Taxes and tax exemptions for Israeli residents


Personal taxes in Israel are fairly straightforward. Employers deduct income tax from employees' salaries, which means that residents do not need to file for taxes. Real estate owners must pay property tax, and new immigrants may receive deductions on some taxes.

Employers typically deduct the income tax from their employees' salaries and make a monthly payment to the Tax Authority. Israel does not require residents to file any taxes. However, you can file for a tax refund if your employer made a mistake submitting your taxes.

Everyone who is self-employed pays an advance to the Tax Authority on the 15th of every month (the tax calendar follows the Gregorian calendar, not the Jewish one). Self-employed residents must register with the Tax Authority as soon as they start earning an income.

Who is taxed as a resident in Israel?

The Tax Authority uses two different measurements to determine if you are a resident: centre of life and number of days. By the centre of life measurement, you are considered a resident if your family resides in Israel, your place of employment is in Israel, or you participate in multiple organisations and associations in Israel.

By the number of days measurement, you are considered a resident if you have spent 183 days of the current tax year in Israel.
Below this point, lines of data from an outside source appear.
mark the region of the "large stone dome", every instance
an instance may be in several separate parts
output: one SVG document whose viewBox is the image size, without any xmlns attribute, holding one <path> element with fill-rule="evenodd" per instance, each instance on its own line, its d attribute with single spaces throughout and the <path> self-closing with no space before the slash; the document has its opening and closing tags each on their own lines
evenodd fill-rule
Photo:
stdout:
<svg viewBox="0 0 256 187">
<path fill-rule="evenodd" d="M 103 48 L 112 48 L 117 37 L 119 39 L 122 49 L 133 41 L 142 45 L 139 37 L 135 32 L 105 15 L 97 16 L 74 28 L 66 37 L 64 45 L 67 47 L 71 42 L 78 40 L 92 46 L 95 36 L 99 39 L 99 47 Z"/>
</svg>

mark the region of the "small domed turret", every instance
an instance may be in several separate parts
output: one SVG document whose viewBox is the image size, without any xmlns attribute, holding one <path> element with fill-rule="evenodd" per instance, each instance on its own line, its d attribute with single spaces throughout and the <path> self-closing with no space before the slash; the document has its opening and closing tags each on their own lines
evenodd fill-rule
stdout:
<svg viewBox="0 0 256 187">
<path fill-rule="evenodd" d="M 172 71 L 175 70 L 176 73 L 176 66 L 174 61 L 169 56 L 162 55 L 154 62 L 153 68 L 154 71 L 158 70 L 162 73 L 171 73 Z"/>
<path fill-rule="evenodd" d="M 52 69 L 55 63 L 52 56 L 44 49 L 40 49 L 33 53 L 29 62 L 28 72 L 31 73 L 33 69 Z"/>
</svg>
Residency by number of days also counts if you have been in Israel for 30 days in the current tax year in addition to 425 days of the previous two tax years.

Income tax and capital gains tax

The main taxes in Israel are personal income tax and capital gains tax. The personal income tax in Israel is progressive and ranges from 10-45%. (2010). For a reference on how much income tax you pay, see the World-Wide Tax's guide  on Israeli taxes.

You receive income tax deductions for every dependent. Dependants include children and non-working spouses.

Capital gains taxes are paid on income from fixed or intangible assets, such as land. This tax is paid on all capital gains regardless of where the asset is located (e.g. another country). Residents do not pay capital gains taxes on the sale of personal items or state-issued bonds.

Other important taxes for Israeli residents

Residential property owners pay a tax of 2.5% of the value of their property. This tax is 3.5% if the property is undeveloped.

All residents pay a value-added tax (VAT) on the goods and services they purchase, which is similar to a sales tax. The VAT in Israel is about 16%.

There are no estate or gift taxes in Israel.

Double taxation in Israel

Israel has agreements with several countries which prevent double taxation on dividends and interests on royalties earned abroad. Israel also allows reductions on capital gains taxes on assets abroad. This means that residents don't pay taxes twice on assets like land which they hold abroad.

For a list of countries which have this treaty with Israel, visit World-Wide Tax's website . For specific information on how to get these deductions, consult an international tax professional in your home country.

Tax deductions and exemptions

Old age pensions and severance pay are taxed at lower rates than other income. Additionally, the government gives deductions to income earned from renting or selling an apartment. Salaries of disabled individuals are exempt from taxation in Israel.

Immigrants do not pay taxes on foreign assets such as stocks or foreign land sold within seven years of immigrating. This exemption also includes salaries and passive income earned outside of Israel.

The government levies no new taxes on pension payments received by immigrants. This means that you pay Israel the same amount of tax on your pension as you did in your former country. Immigrants are only eligible for this deduction if they received pension payments before coming to Israel.